En 2010, une étude colombienne (Vesga O et al) réalisée sur la vancomycine administrée par voie intraveineuse chez des souris infectées par un staphylocoque avait suggéré une moindre efficacité des génériques. Deux ans plus tard, les résultats de l’étude française pilotée par Anne-Claude Crémieux, professeur de maladies infectieuses à Versailles-Saint-Quentin s’opposent à cette conclusion colombienne, et démontre l’équivalence d’efficacité de six génériques de la vancomycine. L’étude a été réalisée sur des lapins (animal de référence pour tester l’efficacité des antibiotiques) présentant une infection cardiaque grave par staphylocoque. Le mode d’évaluation des médicaments génériques, basés sur la bioéquivalence (dont la méthodologie est définie par des normes internationales), semble donc satisfaisant pour garantir une efficacité thérapeutique similaire. C’est en tout cas ce que soulignent les nombreux rapports qui se sont succédé en fin d’année 2012. L’IGAS (Inspection générale des affaires sociales), l’Académie de pharmacie, l’ANSM (Agence nationale de sécurité du médicament et des produits de santé) et la Mutualité française s’y sont mises tour à tour et ont apporté des réponses claires et précises, notamment concernant le contrôle de la qualité des médicaments génériques, les sites de production (situés à plus de 95 % sur le territoire de l’Union européenne), la bioéquivalence et les marges d’erreur autorisées, ou la politique des prix de ces médicaments. Ces documents convergents sont des supports techniques et d’information indispensables aux professionnels de santé pour répondre aux interrogations de leurs patients.
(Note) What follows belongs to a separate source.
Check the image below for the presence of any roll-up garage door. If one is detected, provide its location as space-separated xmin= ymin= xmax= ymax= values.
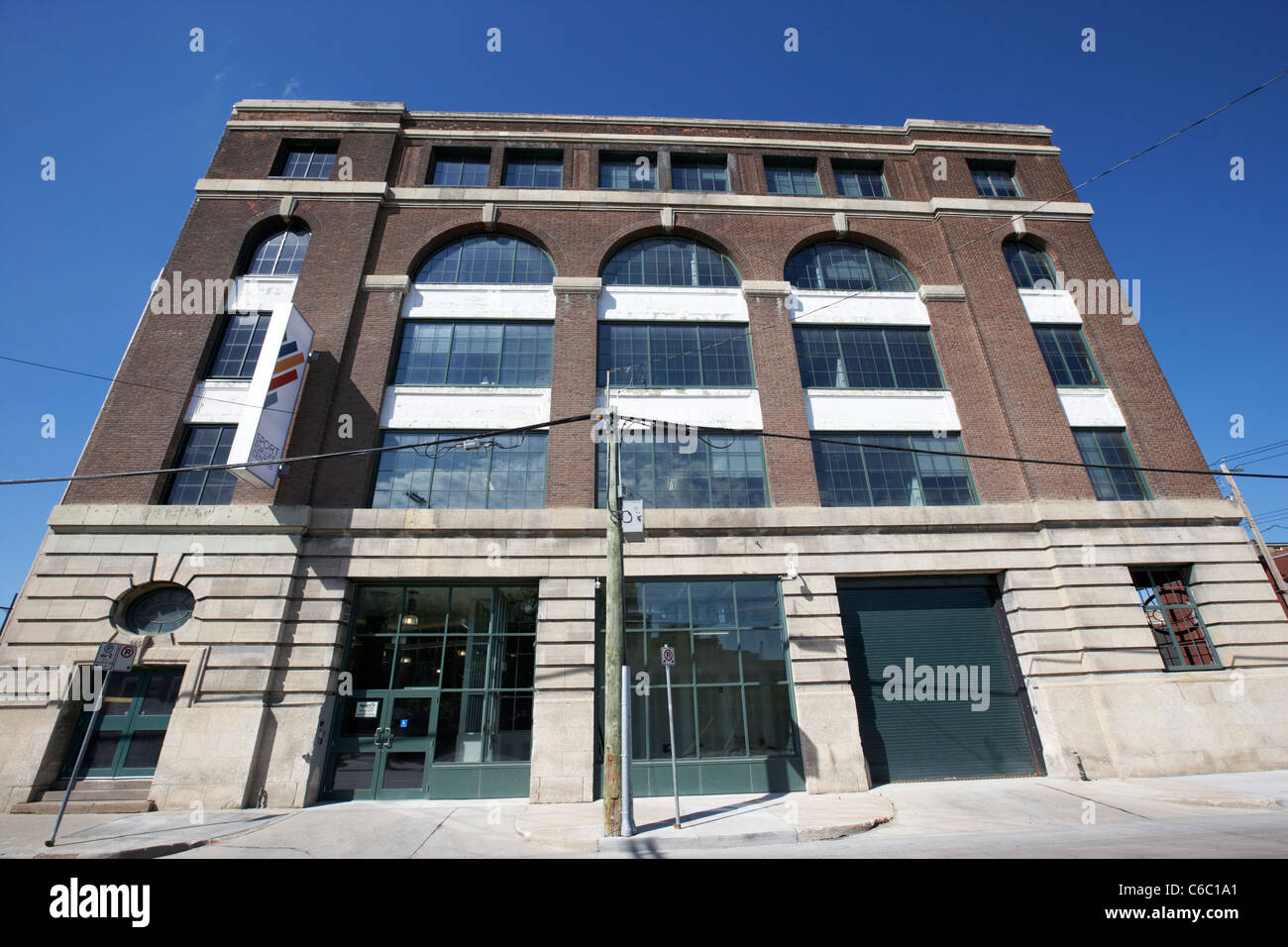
xmin=837 ymin=578 xmax=1042 ymax=784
Un désir d’information entendu par le GEMME.
Car il reste un important travail à faire auprès des patients pour dissiper les doutes et les appréhensions, même si la progression du taux de substitution a été fulgurante (en 6 mois, 12 points ont été regagnés !). C’est l’avis du GEMME et de ses adhérents, lesquels ont décidé de mener campagne pour restaurer la confiance dans le générique. « Depuis deux ans, nous avions analysé le besoin d’information sur les génériques, et de nombreux acteurs, professionnels de santé ou institutions, soutenaient ce point de vue », explique Catherine Bourrienne-Bautista, déléguée générale du GEMME. Articulée autour de messages à la fois percutants et amusants, cette campagne qui s’est déroulée en janvier 2013, visait surtout à apporter des explications claires et précises aux diverses interrogations des patients. « La confiance ne se décrète pas, elle se construit. Il faut expliquer et rassurer pour obtenir cette confiance », insiste la représentante du GEMME. Si pour le moment, il n’est pas prévu de renouveler cette opération, cette éventualité n’est pas écartée. « Pour mesurer l’impact de cette campagne et pour que les patients s’approprient les messages, il serait intéressant de la renouveler, et que celle-ci soit portée par une autorité institutionnelle », souligne Catherine Bourrienne-Bautista. En outre, d’autres actions de communication sont mises en place ; le groupement de pharmaciens PHR propose par exemple une bande dessinée pour expliquer le générique, et le laboratoire Biogaran produit une Web série.